The first step in treating pain caused by pelvic trigger points is physical therapy. Beth Malak, MPT, BCIA-PMDB, a physical therapist at Froedtert Hospital, specializes in therapy that targets sensitive sites of the pelvis to relieve muscle pain.

Physical therapy includes:

  • Patient education — patients learn about the pelvic muscles, how they work and where they are attached.
  • A physical assessment of a patient’s pelvic muscles.
  • Muscle stretching and relaxation exercises
  • Biofeedback — technique to test the pelvic floor muscles. Biofeedback helps a person gain awareness and control of the pelvic muscles to help relax the muscles when there is pain in that region. Electrodes (small pads placed on the skin) or patient-inserted internal sensors are used to “feed back” information about the activity in the pelvic muscles at rest and during exercise. The sensor or electrodes are attached to a device that shows information about pelvic muscle activity on a screen, so the patient and physical therapist can see how the muscles are actually working. This information can then be used to promote easier relaxation of the muscles.

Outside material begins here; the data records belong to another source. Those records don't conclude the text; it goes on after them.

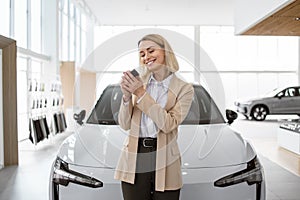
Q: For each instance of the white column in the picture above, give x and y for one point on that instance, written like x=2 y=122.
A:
x=197 y=53
x=1 y=117
x=50 y=35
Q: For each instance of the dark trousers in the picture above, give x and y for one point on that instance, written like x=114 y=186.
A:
x=144 y=185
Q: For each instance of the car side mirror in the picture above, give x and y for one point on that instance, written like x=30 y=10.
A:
x=231 y=116
x=79 y=117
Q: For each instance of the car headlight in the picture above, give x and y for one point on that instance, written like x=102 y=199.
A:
x=253 y=174
x=62 y=175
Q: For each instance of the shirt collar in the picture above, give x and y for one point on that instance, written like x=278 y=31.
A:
x=165 y=83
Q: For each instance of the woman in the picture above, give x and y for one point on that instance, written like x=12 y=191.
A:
x=152 y=108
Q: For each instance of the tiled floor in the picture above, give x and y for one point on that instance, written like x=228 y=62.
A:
x=29 y=181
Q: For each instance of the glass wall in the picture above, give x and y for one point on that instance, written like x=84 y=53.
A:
x=72 y=32
x=250 y=66
x=247 y=66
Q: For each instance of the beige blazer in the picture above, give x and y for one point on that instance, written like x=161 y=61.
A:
x=168 y=161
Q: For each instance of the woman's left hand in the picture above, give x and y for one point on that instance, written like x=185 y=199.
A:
x=133 y=84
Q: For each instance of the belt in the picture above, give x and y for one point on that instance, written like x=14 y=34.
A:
x=148 y=142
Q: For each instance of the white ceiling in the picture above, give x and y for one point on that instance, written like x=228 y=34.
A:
x=163 y=12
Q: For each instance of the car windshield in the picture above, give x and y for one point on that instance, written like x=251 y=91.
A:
x=203 y=109
x=274 y=92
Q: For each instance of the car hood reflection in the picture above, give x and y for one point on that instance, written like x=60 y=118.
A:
x=214 y=145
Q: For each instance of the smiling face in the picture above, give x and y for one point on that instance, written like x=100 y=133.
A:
x=151 y=55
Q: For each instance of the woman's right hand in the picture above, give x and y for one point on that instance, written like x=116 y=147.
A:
x=126 y=94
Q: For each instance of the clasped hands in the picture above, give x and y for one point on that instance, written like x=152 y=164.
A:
x=131 y=85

If biofeedback and stretching don’t succeed in resolving pain after three to five sessions, the physical therapist will look more specifically at where the pain is. There are many muscles in the pelvic floor that interact with the hips and lower back. The therapist will assess the patient’s hips and back as they move to determine the exact site of the pain.

The next step in treatment is called soft tissue mobilization, a type of internal massage of the affected muscle. If this proves helpful, Malak will continue to provide this therapy. If the pain doesn’t improve after about five visits, however, the next step is trigger point injections.